Das Bundesarbeitsgericht (Urteil vom 30.10.2025 – 2 AZR 160/24) hat entschieden, dass für die Probezeit in befristeten Arbeitsverhältnissen kein fester Regelwert, etwa 25% der Befristungsdauer, existiert. Erforderlich ist vielmehr stets eine Einzelfallabwägung unter Berücksichtigung der erwarteten Vertragsdauer und der Art der Tätigkeit. Die Vereinbarung einer viermonatigen Probezeit ist hiernach nicht per se unverhältnismäßig, insbesondere dann nicht, wenn durch den Arbeitgeber ein vorab dezidiert ausgearbeiteter Einarbeitungsplan durchgeführt wird.
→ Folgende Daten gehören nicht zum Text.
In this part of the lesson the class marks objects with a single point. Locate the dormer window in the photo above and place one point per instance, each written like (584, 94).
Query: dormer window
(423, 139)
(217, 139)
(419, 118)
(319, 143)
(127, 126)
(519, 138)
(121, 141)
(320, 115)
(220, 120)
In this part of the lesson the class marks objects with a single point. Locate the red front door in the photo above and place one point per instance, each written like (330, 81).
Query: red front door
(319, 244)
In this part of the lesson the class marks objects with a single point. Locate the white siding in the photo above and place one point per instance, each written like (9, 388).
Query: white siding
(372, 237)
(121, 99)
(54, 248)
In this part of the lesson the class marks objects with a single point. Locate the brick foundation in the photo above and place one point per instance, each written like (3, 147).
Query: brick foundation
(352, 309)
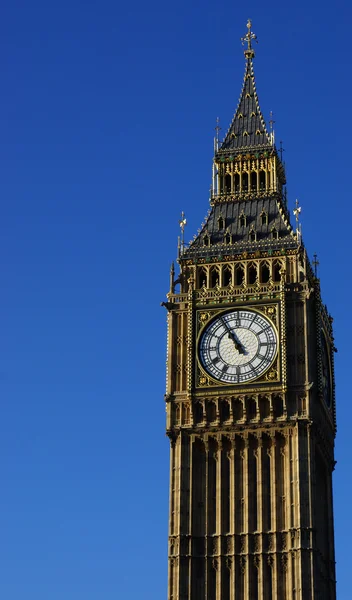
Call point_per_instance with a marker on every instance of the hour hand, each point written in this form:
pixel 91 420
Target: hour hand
pixel 238 345
pixel 233 337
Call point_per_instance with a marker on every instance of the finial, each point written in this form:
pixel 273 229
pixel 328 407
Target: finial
pixel 182 223
pixel 297 212
pixel 217 129
pixel 271 123
pixel 315 264
pixel 249 52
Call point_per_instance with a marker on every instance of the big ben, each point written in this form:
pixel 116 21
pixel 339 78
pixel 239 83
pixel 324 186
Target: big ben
pixel 250 387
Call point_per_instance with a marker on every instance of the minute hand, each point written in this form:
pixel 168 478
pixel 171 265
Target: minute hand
pixel 233 337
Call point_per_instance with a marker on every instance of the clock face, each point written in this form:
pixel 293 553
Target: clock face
pixel 326 373
pixel 238 346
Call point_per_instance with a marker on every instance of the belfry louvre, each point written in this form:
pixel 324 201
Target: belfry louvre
pixel 250 387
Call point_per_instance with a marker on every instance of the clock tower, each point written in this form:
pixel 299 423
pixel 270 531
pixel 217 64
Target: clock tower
pixel 250 387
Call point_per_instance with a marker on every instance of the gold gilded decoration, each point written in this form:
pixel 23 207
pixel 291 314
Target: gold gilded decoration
pixel 204 317
pixel 271 375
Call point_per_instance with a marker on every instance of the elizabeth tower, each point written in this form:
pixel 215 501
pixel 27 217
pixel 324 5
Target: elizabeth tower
pixel 250 387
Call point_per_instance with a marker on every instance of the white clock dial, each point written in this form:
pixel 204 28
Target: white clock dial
pixel 238 346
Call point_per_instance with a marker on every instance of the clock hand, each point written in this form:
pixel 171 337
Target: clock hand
pixel 233 337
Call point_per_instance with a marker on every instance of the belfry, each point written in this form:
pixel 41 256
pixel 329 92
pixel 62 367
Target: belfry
pixel 250 387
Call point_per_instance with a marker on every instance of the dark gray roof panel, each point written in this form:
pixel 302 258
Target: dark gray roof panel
pixel 231 213
pixel 248 128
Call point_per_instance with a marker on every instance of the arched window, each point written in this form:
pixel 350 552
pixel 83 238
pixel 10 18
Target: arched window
pixel 277 271
pixel 225 410
pixel 264 407
pixel 186 413
pixel 245 182
pixel 238 410
pixel 239 275
pixel 252 236
pixel 251 409
pixel 274 233
pixel 263 218
pixel 262 180
pixel 198 412
pixel 278 407
pixel 253 181
pixel 211 412
pixel 237 182
pixel 264 273
pixel 202 277
pixel 226 277
pixel 252 274
pixel 214 277
pixel 243 220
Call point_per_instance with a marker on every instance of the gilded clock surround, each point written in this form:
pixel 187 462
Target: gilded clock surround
pixel 251 514
pixel 271 374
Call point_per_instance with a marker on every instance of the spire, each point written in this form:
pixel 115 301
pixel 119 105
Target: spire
pixel 248 128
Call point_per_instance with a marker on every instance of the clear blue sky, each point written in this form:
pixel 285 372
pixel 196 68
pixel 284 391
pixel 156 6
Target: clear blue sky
pixel 106 125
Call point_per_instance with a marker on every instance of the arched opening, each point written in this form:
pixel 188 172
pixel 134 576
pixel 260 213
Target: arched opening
pixel 202 277
pixel 228 184
pixel 264 218
pixel 226 277
pixel 198 412
pixel 264 407
pixel 237 182
pixel 214 277
pixel 211 412
pixel 186 414
pixel 251 409
pixel 274 233
pixel 239 275
pixel 238 410
pixel 252 274
pixel 277 272
pixel 244 182
pixel 264 273
pixel 253 181
pixel 262 180
pixel 243 220
pixel 225 411
pixel 278 407
pixel 252 236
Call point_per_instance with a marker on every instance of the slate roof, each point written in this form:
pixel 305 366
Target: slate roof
pixel 231 213
pixel 248 118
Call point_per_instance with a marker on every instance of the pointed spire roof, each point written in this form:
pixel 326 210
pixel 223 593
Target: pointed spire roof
pixel 248 128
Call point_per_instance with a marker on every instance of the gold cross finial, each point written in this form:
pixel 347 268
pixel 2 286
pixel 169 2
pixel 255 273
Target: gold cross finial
pixel 315 263
pixel 249 52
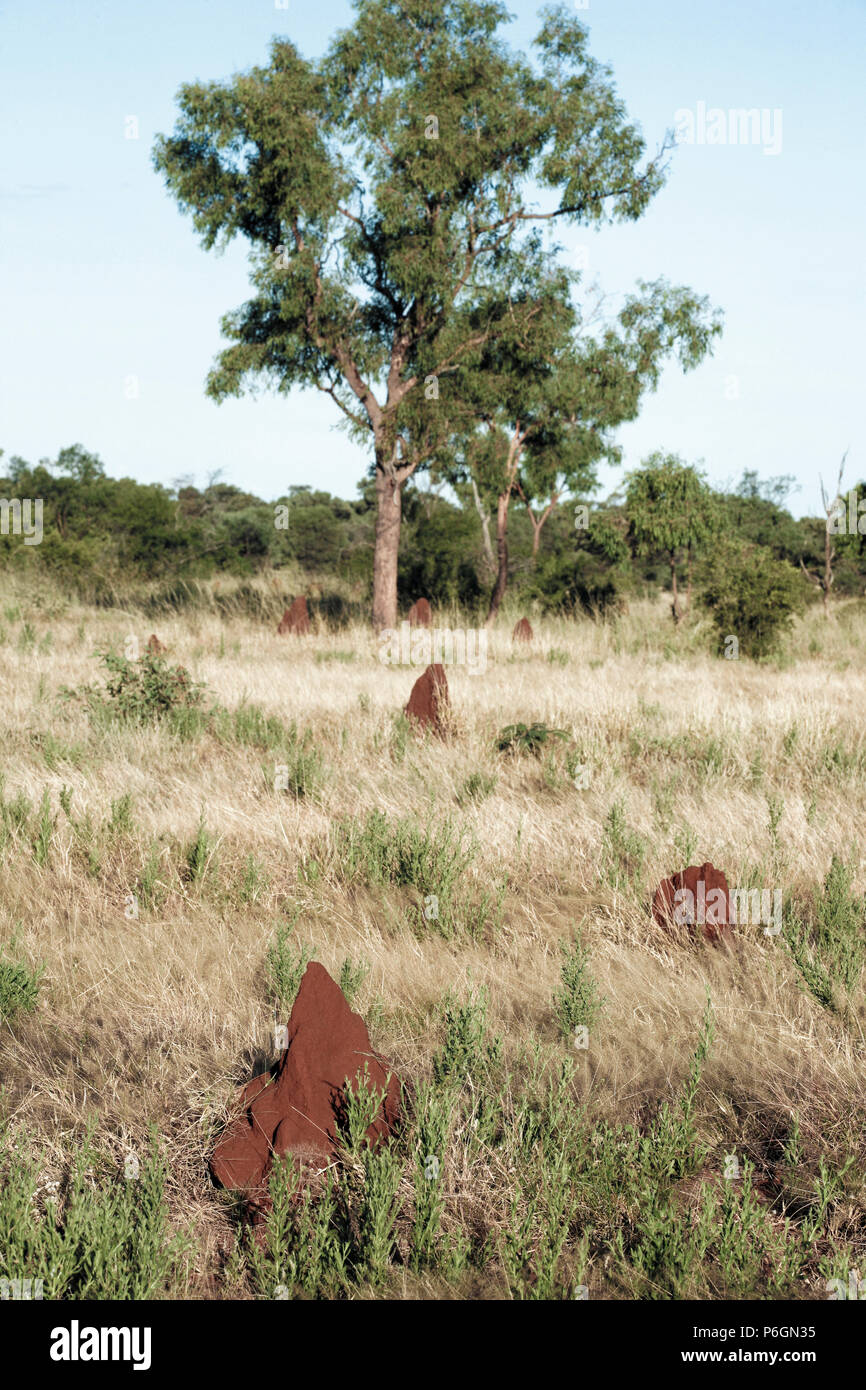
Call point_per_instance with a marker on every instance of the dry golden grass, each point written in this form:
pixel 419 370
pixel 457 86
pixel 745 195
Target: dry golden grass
pixel 154 1019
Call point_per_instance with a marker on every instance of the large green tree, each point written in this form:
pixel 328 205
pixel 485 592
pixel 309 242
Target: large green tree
pixel 541 399
pixel 670 512
pixel 380 189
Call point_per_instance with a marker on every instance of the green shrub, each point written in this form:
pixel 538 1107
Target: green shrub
pixel 285 965
pixel 476 787
pixel 18 984
pixel 829 944
pixel 106 1239
pixel 752 597
pixel 527 738
pixel 577 1002
pixel 146 690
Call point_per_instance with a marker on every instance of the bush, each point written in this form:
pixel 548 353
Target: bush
pixel 752 597
pixel 146 690
pixel 106 1239
pixel 18 987
pixel 577 1004
pixel 527 738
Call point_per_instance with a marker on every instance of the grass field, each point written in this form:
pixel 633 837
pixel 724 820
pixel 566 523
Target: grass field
pixel 159 897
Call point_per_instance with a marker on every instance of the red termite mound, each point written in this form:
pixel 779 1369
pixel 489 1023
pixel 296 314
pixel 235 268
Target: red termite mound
pixel 695 897
pixel 428 701
pixel 420 613
pixel 295 619
pixel 295 1108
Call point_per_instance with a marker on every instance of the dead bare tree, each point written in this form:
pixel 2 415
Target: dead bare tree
pixel 824 581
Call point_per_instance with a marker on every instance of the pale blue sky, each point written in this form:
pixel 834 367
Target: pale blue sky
pixel 103 280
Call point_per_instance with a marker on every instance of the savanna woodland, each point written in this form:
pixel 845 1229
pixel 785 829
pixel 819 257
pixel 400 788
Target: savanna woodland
pixel 594 1101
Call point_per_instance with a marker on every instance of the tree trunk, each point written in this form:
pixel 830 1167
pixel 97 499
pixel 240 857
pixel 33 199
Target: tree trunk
pixel 674 606
pixel 485 530
pixel 389 509
pixel 502 556
pixel 688 587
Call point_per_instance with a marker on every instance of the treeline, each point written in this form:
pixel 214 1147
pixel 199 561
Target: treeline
pixel 104 535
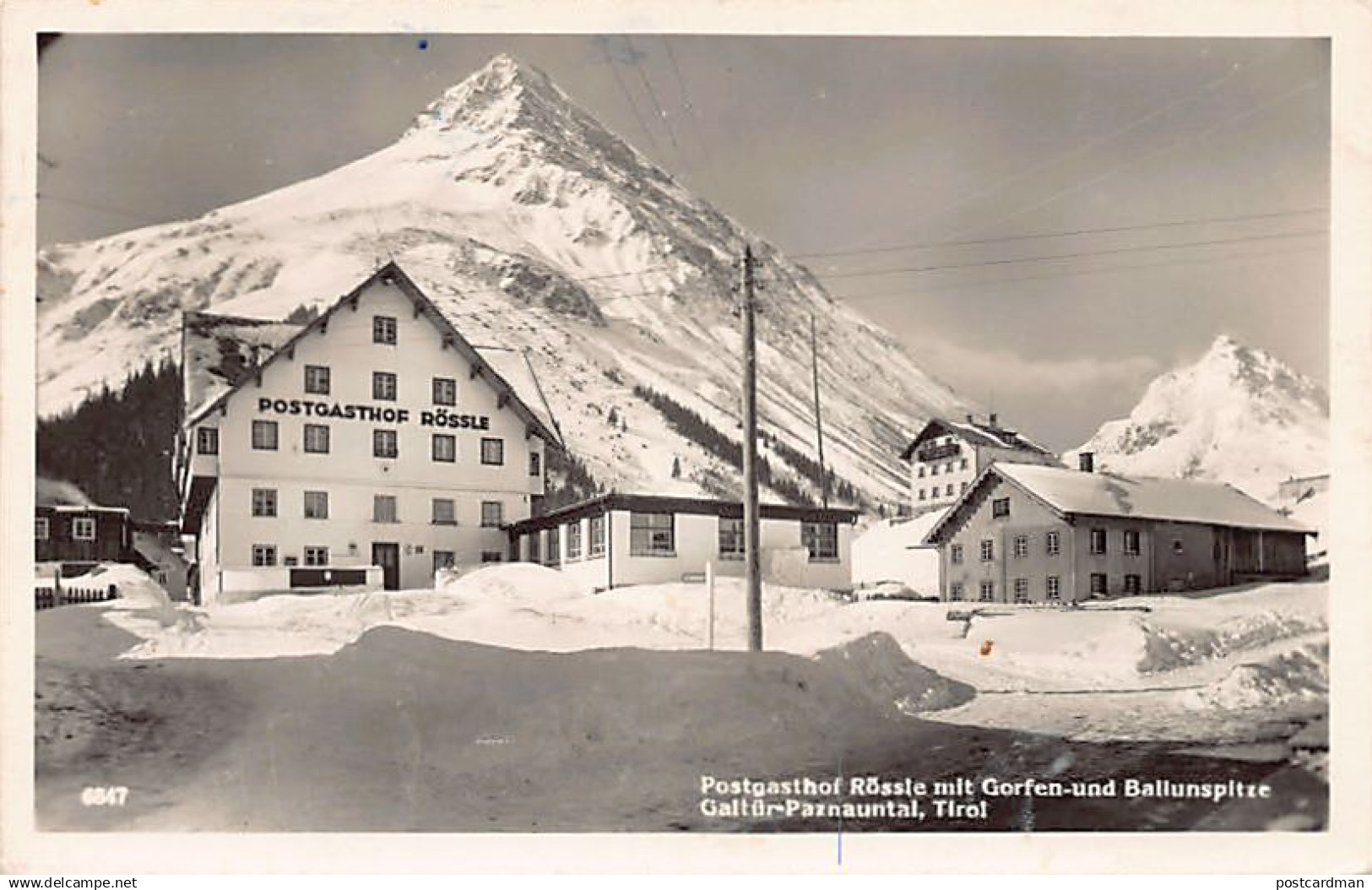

Das Bundesarbeitsgericht stellt zudem fest, dass eine unverhältnismäßig lange Probezeit nicht grundsätzlich zur Folge hat, dass eine während dieses Zeitraums mit zu kurzer Kündigungsfrist ausgesprochene Kündigung grundsätzlich unwirksam ist. Die Unwirksamkeit der Probezeitvereinbarung führt vielmehr dazu, dass zumindest für eine arbeitgeberseitige Kündigung die gesetzlichen oder tariflichen Mindestkündigungsfristen gelten.
Die Entscheidung hebt außerdem hervor, dass die Wartezeit, nach der bestimmte gesetzliche Vorschriften – insbesondere das Kündigungsschutzgesetz – zu Beginn des Arbeitsverhältnisses nicht gelten, und die Probezeit, während der die gesetzlichen oder tariflichen Mindestkündigungsfristen durch Vereinbarung verkürzt werden können, voneinander zu trennen sind.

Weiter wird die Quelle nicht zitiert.